India, said Naren, had a good chance of outperforming its Western peers because the country had seen less tampering of the entire framework from its central bank. That said, he reiterated that we live in a framework where all markets are connected and Indian equities are likely to see volatility going ahead, especially if global crude oil prices remain high and the Fed continues its hawkish stance.
“Equities will remain a volatile asset class till Jerome Powell comes one day at 11.30 pm (IST) and says ‘I am done with tightening’. After that, equities will become a great asset class everywhere in the world. Whether that will happen, six months or a year down the line, that’s the question all of us need to ask,” said Naren.
India is the best performing and among the costliest markets in the world today and when you are in this bracket the risk is slightly higher, said Naren. “Are Indian investors prepared for that? It’s difficult to say. But investors have to recognise the risk.”
Over the past year, the MSCI India index has outperformed the MSCI EM index by a wide margin. The Nifty now trades at 21x FY23E EPS, comfortably above its long-period average.
“This market is not cheap,” said Prashant Jain, former CIO of HDFC MF. “But if growth is persistent, which I think is the case with India, we should do well over time.” He said it was difficult to see higher levels of compounding at a diversified portfolio level in an environment where valuations were rich and the cost of capital was poised to move higher.
Jain believes that India has carried out important reforms in the business environment in the past few years, has a demographics advantage over Europe and the US, and has improved its competitiveness vis-a-vis China in manufacturing. “India is well-placed geopolitically,” said Jain. “For the first time in my career of more than two decades, I have not seen Indian companies complaining about their inability to compete with Chinese firms.
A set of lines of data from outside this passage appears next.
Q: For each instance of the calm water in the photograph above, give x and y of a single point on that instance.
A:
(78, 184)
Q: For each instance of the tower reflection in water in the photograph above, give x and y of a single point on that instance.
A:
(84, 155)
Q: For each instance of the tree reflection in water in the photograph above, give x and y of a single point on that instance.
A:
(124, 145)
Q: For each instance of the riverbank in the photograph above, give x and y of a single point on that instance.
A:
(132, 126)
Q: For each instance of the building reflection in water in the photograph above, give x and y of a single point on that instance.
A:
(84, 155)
The Ukraine-Russia conflict could work to our advantage. Energy crisis will make manufacturing more challenging in Europe and some of that could move offshore to countries such as India.”
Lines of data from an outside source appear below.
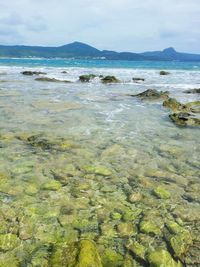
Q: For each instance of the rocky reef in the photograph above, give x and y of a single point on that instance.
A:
(47, 79)
(184, 114)
(152, 95)
(109, 79)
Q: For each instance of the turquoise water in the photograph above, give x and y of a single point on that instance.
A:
(100, 64)
(84, 161)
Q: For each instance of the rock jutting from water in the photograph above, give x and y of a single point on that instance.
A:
(86, 77)
(162, 72)
(183, 114)
(152, 95)
(31, 73)
(110, 79)
(47, 79)
(136, 79)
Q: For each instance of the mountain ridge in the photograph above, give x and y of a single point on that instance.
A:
(81, 50)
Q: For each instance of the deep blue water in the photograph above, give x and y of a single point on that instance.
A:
(174, 65)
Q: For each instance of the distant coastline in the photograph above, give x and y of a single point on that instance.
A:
(79, 50)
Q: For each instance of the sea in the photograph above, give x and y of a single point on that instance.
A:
(88, 161)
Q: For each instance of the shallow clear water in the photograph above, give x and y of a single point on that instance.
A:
(99, 147)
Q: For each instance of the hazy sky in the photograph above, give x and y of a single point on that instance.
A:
(122, 25)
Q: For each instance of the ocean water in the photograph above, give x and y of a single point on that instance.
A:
(85, 160)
The managers feel that Indian equities are only partially decoupled from the rest. “If global crude oil prices fall, even if US inflation goes up at some point of time, decoupling will continue. But if both oil prices and the US inflation stay high, our markets will get coupled,” said Naren.
Jain said Indian equities had moved from a peripheral asset class to a core asset class, which is why our markets were able to absorb more than $30 billion of FPI selling in the first half of the year and witnessed lower volatility amid global events. In crisis type of situations, there is a very high short-term correlation that Indian markets have had with those in the West, be it during 9/11, the Lehman crisis or the taper tantrum. But there is hardly any long-term correlation that our markets have with global peers.
Jain believes that India may be a beneficiary of sizeable foreign capital going forward, and if that happens, the currency may not depreciate the way it did in the past. “Oil prices remain a risk but let us remember that in 2007 oil was ruling at $140 per barrel but still we grew. We may slow down for a few years but it will not derail the economy,” Jain said.
Investment managers said investing in new-age companies is a big challenge. “Luckily, the first few failed in the market. If they had succeeded, I would be worried. That is what happened in the US – the first few succeeded, then some more, and everyone started coming at irrational, absurd prices. In India, since some have failed and failed spectacularly, the next few that tap the market will have to tone down their expectations and will be forced to think rationally,” said Naren.
“Some of these companies will turn out to be great companies eventually, but it is not easy to estimate long-term growth or profitability. One has to work with variable outcomes and that is what makes it challenging to have clear views on these companies,” said Jain.